Many of us consider a maze and a labyrinth to be one and the same thing, but there is actually a subtle difference.
LABYRINTH is the term used when there is only one fixed, or unicursal, path to the center.
A MAZE, on the other hand, refers to a multicursal path that may contain dead ends or different ways to reach the center, and where the possibility always exists to become lost within.
For example, the structure built by Daedalus to hold the minotaur in Ancient Greek mythology has usually been referred to as a labyrinth, but today we might all this a maze, as it was clearly multicursal, with many complex paths and dead ends meant to trap the minotaur.
The unicursal labyrinth is powerful symbol of spiritual transformation.
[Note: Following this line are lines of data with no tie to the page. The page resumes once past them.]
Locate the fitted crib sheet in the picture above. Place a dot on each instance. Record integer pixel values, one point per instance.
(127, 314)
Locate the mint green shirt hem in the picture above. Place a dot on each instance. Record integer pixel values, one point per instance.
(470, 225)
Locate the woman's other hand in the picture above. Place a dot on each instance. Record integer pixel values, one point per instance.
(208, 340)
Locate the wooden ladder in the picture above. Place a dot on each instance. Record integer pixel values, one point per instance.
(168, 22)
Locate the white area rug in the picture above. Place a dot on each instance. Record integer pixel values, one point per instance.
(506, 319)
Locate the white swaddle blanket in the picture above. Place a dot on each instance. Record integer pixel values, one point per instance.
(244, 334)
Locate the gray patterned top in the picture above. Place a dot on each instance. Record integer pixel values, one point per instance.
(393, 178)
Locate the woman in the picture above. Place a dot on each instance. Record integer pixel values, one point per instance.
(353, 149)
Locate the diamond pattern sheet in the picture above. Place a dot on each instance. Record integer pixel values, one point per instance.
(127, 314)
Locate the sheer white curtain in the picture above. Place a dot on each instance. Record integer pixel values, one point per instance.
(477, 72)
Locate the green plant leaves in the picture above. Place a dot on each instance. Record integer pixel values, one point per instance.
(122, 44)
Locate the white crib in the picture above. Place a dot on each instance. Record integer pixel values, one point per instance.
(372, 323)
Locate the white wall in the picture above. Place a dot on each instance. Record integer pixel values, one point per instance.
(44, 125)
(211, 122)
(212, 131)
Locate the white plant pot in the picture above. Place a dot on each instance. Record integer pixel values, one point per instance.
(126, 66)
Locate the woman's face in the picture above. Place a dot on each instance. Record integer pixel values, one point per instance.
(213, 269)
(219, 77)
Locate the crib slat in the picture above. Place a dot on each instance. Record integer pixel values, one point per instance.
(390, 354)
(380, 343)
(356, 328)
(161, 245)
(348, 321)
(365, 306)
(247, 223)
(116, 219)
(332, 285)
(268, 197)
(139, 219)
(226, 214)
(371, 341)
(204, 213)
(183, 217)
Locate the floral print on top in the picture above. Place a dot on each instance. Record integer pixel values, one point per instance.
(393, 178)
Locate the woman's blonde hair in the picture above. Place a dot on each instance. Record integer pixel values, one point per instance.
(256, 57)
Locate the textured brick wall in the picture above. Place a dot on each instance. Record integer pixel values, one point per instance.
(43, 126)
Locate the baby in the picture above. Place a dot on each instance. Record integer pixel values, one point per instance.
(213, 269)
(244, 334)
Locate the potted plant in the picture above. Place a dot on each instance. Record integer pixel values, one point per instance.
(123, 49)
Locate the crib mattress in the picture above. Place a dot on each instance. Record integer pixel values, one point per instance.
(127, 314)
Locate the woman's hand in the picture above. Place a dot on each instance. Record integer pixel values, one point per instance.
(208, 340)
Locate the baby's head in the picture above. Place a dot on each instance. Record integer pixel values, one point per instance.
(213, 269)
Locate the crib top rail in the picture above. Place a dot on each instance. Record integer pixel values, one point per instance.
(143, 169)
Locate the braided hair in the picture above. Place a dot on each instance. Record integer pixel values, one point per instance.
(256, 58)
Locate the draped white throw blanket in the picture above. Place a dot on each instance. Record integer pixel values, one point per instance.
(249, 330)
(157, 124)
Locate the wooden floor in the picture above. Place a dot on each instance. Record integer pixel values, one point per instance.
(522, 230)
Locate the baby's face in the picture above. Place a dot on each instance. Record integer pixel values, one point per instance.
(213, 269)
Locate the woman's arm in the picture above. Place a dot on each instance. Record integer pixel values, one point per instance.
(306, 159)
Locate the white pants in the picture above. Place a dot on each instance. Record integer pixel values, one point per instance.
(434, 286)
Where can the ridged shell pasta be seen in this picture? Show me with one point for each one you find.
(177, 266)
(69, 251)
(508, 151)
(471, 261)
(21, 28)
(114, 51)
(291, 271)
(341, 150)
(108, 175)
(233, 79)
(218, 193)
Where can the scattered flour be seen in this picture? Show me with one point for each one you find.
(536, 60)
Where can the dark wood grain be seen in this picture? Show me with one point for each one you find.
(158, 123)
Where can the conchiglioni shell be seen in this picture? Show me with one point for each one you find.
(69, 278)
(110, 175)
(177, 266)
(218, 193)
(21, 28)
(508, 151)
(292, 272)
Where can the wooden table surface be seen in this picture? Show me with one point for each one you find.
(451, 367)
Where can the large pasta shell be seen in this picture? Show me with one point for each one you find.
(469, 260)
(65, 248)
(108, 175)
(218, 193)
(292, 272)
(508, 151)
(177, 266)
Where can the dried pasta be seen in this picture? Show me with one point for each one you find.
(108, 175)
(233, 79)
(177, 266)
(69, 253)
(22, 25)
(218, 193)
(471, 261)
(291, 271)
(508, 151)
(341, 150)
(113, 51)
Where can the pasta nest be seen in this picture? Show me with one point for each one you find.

The labyrinth was a symbol which combined the circle and the spiral into one symbol of wholeness.

To move from the outside starting point of the labyrinth to the center, and then back again, is symbolic of the spiritual journey to the center of the self and beyond.
I found a lot of insight into the symbols of the maze and the labyrinth in the words Marion Woodman, renowned author and Jungian analyst:
“A maze is a puzzle to be solved. It has dead ends. You may get lost in a maze. You run into a minotaur and be killed.”

Like Woodman, I spent many years of my life feeling like I was trapped in a mazed, living as if in fear of a deadly minotaur, and confronting dead end after useless dead end.
“A labyrinth looks superficially like a maze, but it’s different. There are no dead ends, no traps. There is only one path, and it takes you by a circuitous route to the center.”
In her own life, Woodman found that when she at last confronted her deepest fears and faced death, she was also able to realize the perfection of her life experience and see the purpose of her path.
“I was finally able to surrender to life, because at long last I KNEW there was a center and that if I kept listening, opening, and walking forward, my path would lead me to that center.”
I am finding that the same is true for me. I am going to keep walking. I know the center is there, ever present, just waiting for me to open my eyes to it.